Lily Wilder, age 4, was walking on a beach near Barry, South Wales , UK when she spotted this perfectly preserved dinosaur footprint in the rock. This particular beach is well-known to dinosaur footprint hunters. The imprint Wilder found is around 10cm and was likely made by a fairly small dinosaur, around 75cm tall and 2.5m long, that lived 220 million years ago. The species is unknown. Wilder's family alerted paleontologists who retrieved the footprint for display at Amgueddfa Cymru – National Museum Wales where it will be accompanied by a plaque bearing Wilder's name as the citizen scientist who spotted it. From the Amgueddfa Cymru – National Museum:
Dinosaurs first appeared around 230 million years ago, so this footprint represents a very important early point in their evolution, when the different groups of dinosaurs were first diversifying. Its spectacular preservation may help scientists establish more about the actual structure of their feet as the preservation is clear enough to show individual pads and even claw impressions.

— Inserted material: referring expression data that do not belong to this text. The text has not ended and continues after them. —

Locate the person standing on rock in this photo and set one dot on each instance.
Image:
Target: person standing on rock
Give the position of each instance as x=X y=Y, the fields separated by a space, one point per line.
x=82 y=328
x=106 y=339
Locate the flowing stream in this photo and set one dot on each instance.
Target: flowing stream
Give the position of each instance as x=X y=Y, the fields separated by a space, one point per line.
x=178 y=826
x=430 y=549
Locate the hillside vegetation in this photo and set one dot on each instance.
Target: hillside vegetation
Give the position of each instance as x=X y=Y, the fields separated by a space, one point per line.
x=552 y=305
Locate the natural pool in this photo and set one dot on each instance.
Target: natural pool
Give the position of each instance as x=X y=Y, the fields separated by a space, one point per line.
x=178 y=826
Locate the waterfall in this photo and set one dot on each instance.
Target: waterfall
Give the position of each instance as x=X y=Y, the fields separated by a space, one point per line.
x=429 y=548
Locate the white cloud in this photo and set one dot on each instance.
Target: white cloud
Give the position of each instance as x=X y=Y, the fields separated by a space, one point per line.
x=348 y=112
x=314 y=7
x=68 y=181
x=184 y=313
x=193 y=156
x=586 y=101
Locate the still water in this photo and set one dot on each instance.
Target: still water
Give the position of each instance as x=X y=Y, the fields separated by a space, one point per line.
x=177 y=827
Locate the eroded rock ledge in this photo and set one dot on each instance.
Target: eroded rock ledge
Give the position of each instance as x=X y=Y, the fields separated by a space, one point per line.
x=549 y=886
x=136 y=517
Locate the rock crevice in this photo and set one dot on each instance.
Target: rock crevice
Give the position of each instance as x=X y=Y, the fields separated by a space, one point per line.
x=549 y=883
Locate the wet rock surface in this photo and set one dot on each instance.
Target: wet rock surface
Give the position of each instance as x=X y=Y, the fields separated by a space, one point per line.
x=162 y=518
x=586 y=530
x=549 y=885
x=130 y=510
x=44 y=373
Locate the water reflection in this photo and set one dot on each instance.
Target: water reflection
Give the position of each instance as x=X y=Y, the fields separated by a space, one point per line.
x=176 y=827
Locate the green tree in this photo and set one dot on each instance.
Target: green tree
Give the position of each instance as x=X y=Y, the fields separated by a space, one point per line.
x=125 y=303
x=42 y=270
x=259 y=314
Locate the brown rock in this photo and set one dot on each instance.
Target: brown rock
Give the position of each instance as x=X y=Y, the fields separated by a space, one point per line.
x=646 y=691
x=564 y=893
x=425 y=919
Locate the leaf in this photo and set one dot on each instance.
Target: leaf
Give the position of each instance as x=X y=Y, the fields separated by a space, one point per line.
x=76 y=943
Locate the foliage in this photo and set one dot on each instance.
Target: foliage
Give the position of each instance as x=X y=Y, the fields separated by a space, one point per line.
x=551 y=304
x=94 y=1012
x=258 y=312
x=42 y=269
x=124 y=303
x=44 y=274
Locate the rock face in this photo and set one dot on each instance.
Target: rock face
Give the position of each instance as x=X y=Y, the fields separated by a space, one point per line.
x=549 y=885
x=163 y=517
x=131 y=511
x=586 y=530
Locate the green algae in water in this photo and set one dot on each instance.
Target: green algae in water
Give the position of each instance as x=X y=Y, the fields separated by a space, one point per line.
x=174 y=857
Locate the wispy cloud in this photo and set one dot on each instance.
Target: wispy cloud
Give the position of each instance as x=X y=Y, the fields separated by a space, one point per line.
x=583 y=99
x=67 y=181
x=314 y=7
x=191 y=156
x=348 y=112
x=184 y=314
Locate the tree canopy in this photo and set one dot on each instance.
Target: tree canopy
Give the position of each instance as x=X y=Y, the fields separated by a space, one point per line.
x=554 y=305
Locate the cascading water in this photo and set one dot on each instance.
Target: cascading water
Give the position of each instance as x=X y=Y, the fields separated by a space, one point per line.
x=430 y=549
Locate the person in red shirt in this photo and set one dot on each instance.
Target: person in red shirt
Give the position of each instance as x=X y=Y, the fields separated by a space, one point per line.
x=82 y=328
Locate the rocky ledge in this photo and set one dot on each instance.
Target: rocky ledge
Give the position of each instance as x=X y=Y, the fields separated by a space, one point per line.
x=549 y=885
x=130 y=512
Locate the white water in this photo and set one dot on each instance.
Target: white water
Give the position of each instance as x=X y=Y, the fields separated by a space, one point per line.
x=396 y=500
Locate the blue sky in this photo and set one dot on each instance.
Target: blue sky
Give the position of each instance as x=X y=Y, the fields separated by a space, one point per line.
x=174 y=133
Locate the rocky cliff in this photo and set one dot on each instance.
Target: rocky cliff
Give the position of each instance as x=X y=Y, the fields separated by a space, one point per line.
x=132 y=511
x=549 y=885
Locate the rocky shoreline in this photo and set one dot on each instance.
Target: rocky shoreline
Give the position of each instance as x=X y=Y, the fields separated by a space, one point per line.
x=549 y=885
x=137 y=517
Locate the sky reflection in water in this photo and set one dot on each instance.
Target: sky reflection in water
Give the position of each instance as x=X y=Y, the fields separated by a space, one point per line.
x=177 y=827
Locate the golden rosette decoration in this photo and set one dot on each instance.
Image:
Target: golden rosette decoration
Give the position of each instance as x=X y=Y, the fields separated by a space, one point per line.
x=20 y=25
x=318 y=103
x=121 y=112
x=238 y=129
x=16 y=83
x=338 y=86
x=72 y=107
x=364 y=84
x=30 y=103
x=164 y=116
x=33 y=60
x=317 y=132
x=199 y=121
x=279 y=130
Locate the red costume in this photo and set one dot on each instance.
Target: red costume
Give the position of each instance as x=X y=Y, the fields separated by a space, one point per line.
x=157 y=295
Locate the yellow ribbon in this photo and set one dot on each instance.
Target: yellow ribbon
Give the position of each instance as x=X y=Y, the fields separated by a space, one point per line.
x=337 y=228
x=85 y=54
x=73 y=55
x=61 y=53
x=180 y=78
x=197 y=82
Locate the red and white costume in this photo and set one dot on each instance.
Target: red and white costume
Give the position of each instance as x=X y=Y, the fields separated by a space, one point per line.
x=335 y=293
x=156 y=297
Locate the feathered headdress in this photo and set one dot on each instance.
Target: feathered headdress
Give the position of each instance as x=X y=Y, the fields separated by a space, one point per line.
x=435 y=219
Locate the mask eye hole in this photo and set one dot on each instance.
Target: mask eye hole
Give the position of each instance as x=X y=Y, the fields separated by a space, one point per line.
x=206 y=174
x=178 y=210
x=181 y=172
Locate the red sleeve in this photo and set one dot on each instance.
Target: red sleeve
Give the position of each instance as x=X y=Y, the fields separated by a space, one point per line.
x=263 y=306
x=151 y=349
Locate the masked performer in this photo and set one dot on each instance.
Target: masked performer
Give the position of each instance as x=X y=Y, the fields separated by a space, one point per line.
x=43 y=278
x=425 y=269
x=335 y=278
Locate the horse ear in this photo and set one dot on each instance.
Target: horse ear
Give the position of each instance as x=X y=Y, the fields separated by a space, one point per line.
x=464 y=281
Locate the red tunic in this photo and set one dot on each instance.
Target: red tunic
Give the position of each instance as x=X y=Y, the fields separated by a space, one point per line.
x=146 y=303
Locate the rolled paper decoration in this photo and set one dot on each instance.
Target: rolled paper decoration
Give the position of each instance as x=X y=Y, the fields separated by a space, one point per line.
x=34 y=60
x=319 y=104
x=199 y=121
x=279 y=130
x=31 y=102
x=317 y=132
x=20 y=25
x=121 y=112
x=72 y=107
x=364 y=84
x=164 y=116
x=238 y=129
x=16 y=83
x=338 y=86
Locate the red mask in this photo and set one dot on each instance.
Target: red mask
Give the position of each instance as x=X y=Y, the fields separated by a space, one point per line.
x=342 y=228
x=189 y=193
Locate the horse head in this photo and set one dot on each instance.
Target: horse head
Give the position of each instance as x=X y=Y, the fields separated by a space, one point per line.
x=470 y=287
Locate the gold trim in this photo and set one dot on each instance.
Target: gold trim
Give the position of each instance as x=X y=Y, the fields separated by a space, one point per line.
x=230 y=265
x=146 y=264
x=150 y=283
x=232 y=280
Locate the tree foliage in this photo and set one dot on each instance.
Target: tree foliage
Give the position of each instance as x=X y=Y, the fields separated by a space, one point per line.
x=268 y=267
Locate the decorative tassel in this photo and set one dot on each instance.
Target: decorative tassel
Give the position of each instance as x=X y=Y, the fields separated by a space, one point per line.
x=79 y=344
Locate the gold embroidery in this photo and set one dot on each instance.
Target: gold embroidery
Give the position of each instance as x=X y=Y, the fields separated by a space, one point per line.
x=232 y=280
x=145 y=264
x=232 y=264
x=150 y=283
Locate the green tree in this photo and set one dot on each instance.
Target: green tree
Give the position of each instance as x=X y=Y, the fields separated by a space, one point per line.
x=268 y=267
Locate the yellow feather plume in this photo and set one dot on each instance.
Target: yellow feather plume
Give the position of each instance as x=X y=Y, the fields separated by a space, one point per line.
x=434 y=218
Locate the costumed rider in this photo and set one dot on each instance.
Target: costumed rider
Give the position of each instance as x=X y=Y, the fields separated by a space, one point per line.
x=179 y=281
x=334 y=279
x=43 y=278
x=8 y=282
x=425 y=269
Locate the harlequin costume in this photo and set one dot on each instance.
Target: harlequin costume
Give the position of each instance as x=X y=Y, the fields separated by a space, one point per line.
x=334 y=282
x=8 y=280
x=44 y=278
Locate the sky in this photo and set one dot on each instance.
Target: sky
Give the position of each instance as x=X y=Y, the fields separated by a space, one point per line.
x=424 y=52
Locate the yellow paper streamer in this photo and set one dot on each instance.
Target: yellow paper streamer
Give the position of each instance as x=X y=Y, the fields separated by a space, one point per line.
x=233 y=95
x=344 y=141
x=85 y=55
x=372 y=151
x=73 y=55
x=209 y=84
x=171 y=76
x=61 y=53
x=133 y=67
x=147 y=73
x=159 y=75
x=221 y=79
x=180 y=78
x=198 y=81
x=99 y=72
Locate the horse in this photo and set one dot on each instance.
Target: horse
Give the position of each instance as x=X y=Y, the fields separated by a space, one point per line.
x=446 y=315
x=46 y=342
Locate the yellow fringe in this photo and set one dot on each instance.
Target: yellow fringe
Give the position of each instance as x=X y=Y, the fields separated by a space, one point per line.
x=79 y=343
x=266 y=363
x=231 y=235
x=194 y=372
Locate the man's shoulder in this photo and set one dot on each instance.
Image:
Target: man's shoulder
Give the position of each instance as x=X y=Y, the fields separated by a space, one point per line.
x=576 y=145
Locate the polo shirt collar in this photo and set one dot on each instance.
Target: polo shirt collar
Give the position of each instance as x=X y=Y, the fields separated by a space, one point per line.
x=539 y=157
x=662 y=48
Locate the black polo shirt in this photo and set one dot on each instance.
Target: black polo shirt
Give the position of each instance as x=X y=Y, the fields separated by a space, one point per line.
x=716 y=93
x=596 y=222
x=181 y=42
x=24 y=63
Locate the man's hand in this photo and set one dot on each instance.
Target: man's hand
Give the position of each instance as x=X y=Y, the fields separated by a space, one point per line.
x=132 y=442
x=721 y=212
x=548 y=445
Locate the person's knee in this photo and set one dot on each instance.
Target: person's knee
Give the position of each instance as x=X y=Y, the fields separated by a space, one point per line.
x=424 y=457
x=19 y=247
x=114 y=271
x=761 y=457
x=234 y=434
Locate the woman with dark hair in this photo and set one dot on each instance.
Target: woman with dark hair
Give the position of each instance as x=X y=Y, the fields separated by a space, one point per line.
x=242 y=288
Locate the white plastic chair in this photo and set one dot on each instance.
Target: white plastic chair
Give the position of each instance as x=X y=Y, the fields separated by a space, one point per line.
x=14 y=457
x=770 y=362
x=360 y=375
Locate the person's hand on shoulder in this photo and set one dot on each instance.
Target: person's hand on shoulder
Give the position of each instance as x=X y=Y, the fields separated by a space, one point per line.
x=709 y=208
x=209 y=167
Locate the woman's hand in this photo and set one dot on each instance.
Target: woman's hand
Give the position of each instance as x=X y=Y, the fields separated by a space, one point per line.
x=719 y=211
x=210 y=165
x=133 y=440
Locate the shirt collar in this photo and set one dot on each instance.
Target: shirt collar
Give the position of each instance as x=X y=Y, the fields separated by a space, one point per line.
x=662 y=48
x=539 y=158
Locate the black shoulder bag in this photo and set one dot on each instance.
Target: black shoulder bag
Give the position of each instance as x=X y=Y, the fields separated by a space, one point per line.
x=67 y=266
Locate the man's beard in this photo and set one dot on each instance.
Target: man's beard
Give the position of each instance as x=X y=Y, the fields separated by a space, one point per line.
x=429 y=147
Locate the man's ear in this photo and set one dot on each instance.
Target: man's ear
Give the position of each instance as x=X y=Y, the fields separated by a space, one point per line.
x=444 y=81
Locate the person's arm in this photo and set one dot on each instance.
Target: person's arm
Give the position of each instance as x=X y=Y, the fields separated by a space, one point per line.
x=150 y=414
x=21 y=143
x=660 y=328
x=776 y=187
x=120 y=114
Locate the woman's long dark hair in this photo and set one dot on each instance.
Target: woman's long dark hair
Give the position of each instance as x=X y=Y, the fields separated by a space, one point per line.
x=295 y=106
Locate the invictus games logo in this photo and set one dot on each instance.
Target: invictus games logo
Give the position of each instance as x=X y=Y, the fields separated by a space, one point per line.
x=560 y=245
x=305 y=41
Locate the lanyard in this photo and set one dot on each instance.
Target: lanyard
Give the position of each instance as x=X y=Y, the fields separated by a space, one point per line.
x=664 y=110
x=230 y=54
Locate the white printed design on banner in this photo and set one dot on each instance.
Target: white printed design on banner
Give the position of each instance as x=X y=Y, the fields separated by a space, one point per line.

Cindy Howells, Palaeontology Curator, Amgueddfa Cymru – National Museum Wales, said "This fossilised dinosaur footprint from 220 million years ago is one of the best-preserved examples from anywhere in the UK and will really aid palaeontologists to get a better idea about how these early dinosaurs walked. Its acquisition by the museum is mainly thanks to Lily and her family who first spotted it.
"During the Covid pandemic scientists from Amgueddfa Cymru have been highlighting the importance of nature on people's doorstep and this is a perfect example of this. Obviously, we don't all have dinosaur footprints on our doorstep but there is wealth of nature local to you if you take the time to really look close enough."